Science modern berkembang pesat, dan VOC dibentuk sebagai perusahaan publik pertama, dengan Amsterdam sebagai nenek moyang Wall Street. Itu adalah sebermula kisah panjang bagaimana imperium modern barat didirikan. Dengan teknologi dan uang publik di bursa sebagai bahasa utamanya.

Dalam 400 tahun sejak hari-hari gelap bagi bangsa Timur itu, manusia modern berkembang biak dari hanya beberapa puluh juta menjadi 7,8 miliar. Bukan perjalanan yang melulu menyenangkan karena belum pernah dalam sejarah ribuan tahun manusia terdahulu, manusia menjadi begitu berkuasa dan menghancurkan sebagian besar spesies selain dirinya.
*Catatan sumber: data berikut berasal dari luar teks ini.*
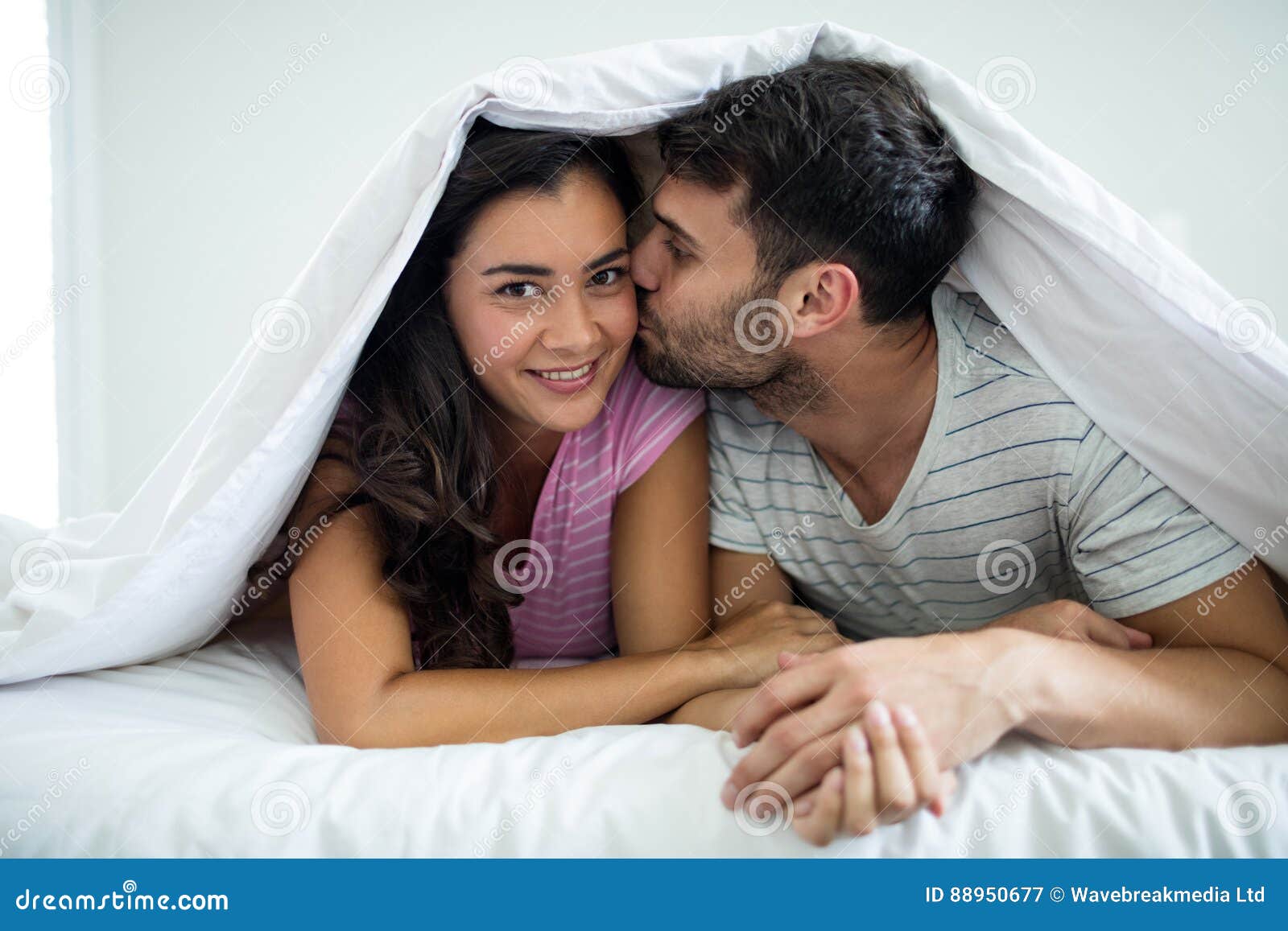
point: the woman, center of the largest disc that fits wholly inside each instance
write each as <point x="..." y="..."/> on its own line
<point x="502" y="484"/>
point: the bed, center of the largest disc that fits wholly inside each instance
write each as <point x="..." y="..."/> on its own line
<point x="213" y="753"/>
<point x="133" y="724"/>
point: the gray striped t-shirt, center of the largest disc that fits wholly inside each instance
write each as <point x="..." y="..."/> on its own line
<point x="1017" y="497"/>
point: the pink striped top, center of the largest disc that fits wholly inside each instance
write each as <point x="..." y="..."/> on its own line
<point x="564" y="571"/>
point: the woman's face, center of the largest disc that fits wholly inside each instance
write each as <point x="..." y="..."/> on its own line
<point x="541" y="299"/>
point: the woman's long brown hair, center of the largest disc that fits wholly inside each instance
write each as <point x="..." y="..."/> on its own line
<point x="418" y="450"/>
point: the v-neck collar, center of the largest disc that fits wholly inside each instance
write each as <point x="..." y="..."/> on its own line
<point x="948" y="356"/>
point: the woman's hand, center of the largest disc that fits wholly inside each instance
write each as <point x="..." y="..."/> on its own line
<point x="888" y="772"/>
<point x="757" y="635"/>
<point x="1072" y="621"/>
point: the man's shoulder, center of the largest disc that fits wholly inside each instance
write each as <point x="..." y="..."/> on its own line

Hutan terancam habis berikut seluruh spesies di dalamnya. Laut dan udara tercemar. Polusi dan perubahan iklim. Banjir dan gempa bumi. Bukan hal yang berlebihan kalau banyak ahli mengatakan, jika sikap kita atas lingkungan tidak segera berubah, kita akan segera memasuki babak baru: katastropi (bencana besar) lingkungan.

Makhluk yang manusia ciptakan bernama Bursa Amsterdam, menelan semua yang dihamparkan Tuhan di muka bumi. Kekayaan bahasa manusia di masa lalu dihempas oleh satu-satunya bahasa yang dimengerti bursa: untung dan rugi hari ini. Aset dan Pertumbuhan. Dan tak pernah mengenal arti cukup.

Noam Chomski, profesor linguistik di Massachusetts Institute of Technology (MIT), pada sebuah wawancara Juli 2016 dengan Alternet.org mengatakan, hanya kepada masyarakat adatlah harapan manusia hari ini ditambatkan. Masyarakat adat di seluruh dunia adalah orang-orang yang menjaga agar umat manusia tidak menghancurkan dirinya sendiri dan membawa bumi ke sebuah bencana.

"Masyarakat Adat mulai menemukan suara untuk pertama kalinya di negara-negara dengan populasi penduduk asli yang besar seperti Bolivia dan Ekuador," katanya.

Suara masyarakat adat di Amerika Latin dan Australia yang mengencang dalam beberapa tahun terakhir, disebut Chomsky sebagai langkah maju yang luar biasa bagi seluruh dunia. Dan ini adalah ironi luar biasa, bahwa di dunia yang katanya teknologinya paling maju dalam sejarah jutaan tahun bumi, ternyata kekuatan utama dalam mencoba mencegah perlombaan menghadapi bencana adalah justru masyarakat tradisional.

“Sangat fenomenal. Mereka yang kita sebut 'primitif' mencoba menyelamatkan orang-orang yang kita sebut 'tercerahkan' dari bencana total," kata Chomsky.

Komentar Chomsky muncul, karena banyak kelompok penduduk asli di dunia semakin terlibat dalam politik pembebasan, dan mendorong mundurnya perusahaan global yang selama puluhan tahun telah mengeksploitasi lahan dan sumber daya mereka demi keuntungan Barat dan AS di wilayah ini.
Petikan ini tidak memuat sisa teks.